Now, take 4 of the 20" long pieces and glue to one of the units you made earlier. 

Glue another unit on top of the 20" pipes and then glue on 4 more 20" pieces. 

Glue the final unit to the top of the (4) 20" pieces.  Glue 4 more of the 1" pieces to the very top.

Almost done!  Glue a 45 degree connector piece to each of the 1" pieces at the top.  Glue the 45 degree connector so that it is facing the center of the trellis.

Take one of the 90 degree connector pieces and glue a 10" piece to each side.

Glue to two of the 45 degree connector pieces on the trellis located at opposite corners.

Take the other 90 degree connector piece and glue a 10.5" piece to each side.  Glue this to the 2 remaining 45 connector pieces on the trellis.

Glue an end cap to each end of the 12" long pipe pieces.  Place the trellis on its side and glue each of the 12" pieces to the bottom the trellis.  Let dry overnight before using.

Here is a shot of the trellis after I finished it but before anything was growing on it:

Here are a few completed photos.  Like I mentioned, it was Winter when I made this, so I was thrilled when the weather warmed up and I was able to put the trellis to good use in our landscaping.  I found the perfect spot in our front yard and planted Morning Glories at the base of the trellis.

The Morning Glories seemed to love the trellis - they grew like crazy!

By August, the trellis was almost completely covered in vines.  I think it's so pretty and I loved how it looked in our front landscape.  I think I'll be putting it in the same spot this year.

I have a few other recommendations for what to grow on the trellis.  Clematis (A) is one of my favorite perennial vines.  There are so many beautiful varieties.  I'm thinking this copper trellis could be a very elegant and pretty alternative to a traditional tomato cage (B).  Hyacinth Bean (C) is one of my very favorite annual vines!  It grows quickly and the flower spikes are gorgeous.  The flowers dry into pods with seeds.  You can easily dry the seeds and then grow again the following year.

I've shared this post with Marty at her Inspire Me Tuesday Party.


  1. Alissa,
    You put so much effort into these lovely DIY posts. The photography is breathtaking. You are an expert and inspiration on so many creative fronts. Thank you for sharing your talents. --Tammy

  2. I LOVE this. One of my very first pins on Pinterest was a copper trellis. :) I've been wracking my brain trying to come up with an Easter gift for my mom and sister. I usually do a perennial or mixed pot, but I'm TOTALLY making them each one of these. Thanks for the inspiration!
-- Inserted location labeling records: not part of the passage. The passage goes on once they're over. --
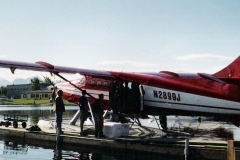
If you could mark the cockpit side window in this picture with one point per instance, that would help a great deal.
(99, 83)
(105, 84)
(92, 83)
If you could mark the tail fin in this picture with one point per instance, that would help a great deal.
(231, 73)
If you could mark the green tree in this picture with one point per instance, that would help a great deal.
(48, 80)
(35, 83)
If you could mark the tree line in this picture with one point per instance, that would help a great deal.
(35, 84)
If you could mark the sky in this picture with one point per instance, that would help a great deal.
(120, 35)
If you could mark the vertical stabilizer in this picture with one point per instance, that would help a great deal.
(231, 71)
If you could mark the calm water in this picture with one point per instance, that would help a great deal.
(18, 149)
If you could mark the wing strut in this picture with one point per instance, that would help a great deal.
(73, 84)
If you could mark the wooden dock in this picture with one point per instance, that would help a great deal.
(216, 150)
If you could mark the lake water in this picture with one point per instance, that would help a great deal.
(12, 149)
(17, 149)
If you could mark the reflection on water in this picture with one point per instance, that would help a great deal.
(17, 149)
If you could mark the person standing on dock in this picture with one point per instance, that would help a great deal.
(83, 105)
(98, 115)
(60, 108)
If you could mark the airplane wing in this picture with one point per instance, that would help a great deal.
(142, 78)
(46, 67)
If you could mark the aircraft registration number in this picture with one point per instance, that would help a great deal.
(167, 95)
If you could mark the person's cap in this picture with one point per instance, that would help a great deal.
(84, 92)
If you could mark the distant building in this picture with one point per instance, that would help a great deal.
(15, 91)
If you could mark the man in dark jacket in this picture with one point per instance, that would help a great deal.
(98, 115)
(60, 108)
(83, 105)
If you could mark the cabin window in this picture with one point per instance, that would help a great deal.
(92, 83)
(99, 83)
(105, 84)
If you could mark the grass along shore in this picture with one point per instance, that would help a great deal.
(34, 102)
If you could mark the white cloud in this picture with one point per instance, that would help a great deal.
(131, 63)
(202, 57)
(125, 65)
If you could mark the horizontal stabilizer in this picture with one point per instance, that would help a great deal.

  3. This is so great, Alissa! Hope y'all had a wonderful Easter. :)

  4. This is a neat project. I love copper you've given me some ideas for smaller trellis options, thank you! Great tips and instruction too, what a great structure for those morning glories.

    Carole @ Garden Up Green.

  5. What a beautiful, graceful structure! Your directions and photos are clear and easy to follow, and I'm very grateful for the gluing instructions! I'm going to make this for my new garden in my new house - thanks for sharing!

  6. Thank you! The end caps go on the very bottom of the four legs - they finish off the bottom so no dirt gets up in the legs. Have fun making this!